Two weeks ago I ran the Nike 10k in London. There were 3 or 4 races going on in various places, I ran the Battersea Park loop.

Last time I ran with a marked course with the Forerunner, it was the Great North Run. It had me finishing the race a good 1/2 mile before I actually finished. This run was no different. The watch had me down as running 10.4km and me finishing after 47 minutes – I crossed the line at 48m 34s. Motionbased – the website that hosts the graphic I’ve put just above – had the distance at 10.08km – far closer.
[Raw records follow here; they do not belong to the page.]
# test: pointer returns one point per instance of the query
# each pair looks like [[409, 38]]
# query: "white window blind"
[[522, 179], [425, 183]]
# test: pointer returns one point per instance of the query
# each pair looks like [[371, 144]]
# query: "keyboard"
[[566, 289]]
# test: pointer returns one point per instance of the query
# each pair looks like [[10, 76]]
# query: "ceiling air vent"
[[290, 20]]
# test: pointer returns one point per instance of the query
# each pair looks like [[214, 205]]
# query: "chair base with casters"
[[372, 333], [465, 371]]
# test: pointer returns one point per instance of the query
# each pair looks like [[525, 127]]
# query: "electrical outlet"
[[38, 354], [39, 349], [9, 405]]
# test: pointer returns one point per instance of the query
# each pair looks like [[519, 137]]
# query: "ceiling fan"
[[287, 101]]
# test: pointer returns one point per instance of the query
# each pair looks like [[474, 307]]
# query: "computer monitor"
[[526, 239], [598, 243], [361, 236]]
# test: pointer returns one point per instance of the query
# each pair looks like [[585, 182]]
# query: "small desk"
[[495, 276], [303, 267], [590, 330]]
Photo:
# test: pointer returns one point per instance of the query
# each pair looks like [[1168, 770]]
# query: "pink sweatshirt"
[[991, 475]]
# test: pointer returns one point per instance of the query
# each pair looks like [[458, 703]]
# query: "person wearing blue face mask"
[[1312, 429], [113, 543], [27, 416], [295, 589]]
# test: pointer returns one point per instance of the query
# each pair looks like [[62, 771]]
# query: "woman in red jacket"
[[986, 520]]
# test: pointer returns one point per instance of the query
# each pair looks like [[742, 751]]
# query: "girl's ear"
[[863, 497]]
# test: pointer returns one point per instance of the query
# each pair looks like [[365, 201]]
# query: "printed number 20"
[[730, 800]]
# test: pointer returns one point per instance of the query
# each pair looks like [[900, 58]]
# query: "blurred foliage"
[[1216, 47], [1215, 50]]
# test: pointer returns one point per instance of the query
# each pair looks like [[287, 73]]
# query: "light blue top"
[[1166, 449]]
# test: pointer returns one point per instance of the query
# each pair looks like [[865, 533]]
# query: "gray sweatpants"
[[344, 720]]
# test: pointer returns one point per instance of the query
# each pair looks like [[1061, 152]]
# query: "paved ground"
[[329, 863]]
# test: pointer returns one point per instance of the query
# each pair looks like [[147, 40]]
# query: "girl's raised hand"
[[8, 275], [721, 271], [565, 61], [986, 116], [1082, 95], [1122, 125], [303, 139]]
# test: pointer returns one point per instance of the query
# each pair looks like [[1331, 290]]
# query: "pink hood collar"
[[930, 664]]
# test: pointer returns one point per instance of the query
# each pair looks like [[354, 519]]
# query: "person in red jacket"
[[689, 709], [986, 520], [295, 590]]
These differences bother me just a little – not a lot, it’s about a 4% difference versus distance on the ground so it’s not terrible. After all, who’d have thought a GPS device could fit on your wrist let alone deal with the constant up and down motion of a runner? But, I’ve been trying to figure out the discrepancies, partly so that I know if it’s telling me I’m running faster than I am and partly so that I can understand the distance discrepancies and plan that finishing burst with a little more accuracy.

I figure if it was just GPS errors, they’d cancel out (because I assume that they’re +/- errors so would make one km a bit longer and perhaps the next a bit shorter, evening out over a 10km run). But every run seems a little longer and, consistently, 10km runs seem to come out as 10.4km meaning that I stop running a good 90-120 seconds before I’m supposed to.

After a bit of research, it turns out that there are a few reasons for this:

– Lost signal – where you run under tree cover or between tall buildings
– Elevation – Motionbased looks to map in 3D and measure distance more precisely
– Observations – the watch parses more data as I’m running than it exports to MB
– Algorithms – different, apparently spurious, numbers are thrown away by each

Garmin have just bought Motionbased so perhaps we’ll see some of this sorted out in a new version of the software (the watch plugs in via USB so I’m hoping that I can just download and go). That said, MB works with various devices and I guess they use the same algorithm, so Garmin making it work better doesn’t mean that it would be any better for other devices.

Meanwhile, I need to run the same course a few times and see if the errors are consistent and then I can just add the 1/2km to the distance and adjust for the error in the target speed. Believe me, it’s quite disheartening to know you’re on a 10km loop and think you’re done 90 seconds before you are. On a marathon course, that would have me marked as done around 1km before the end.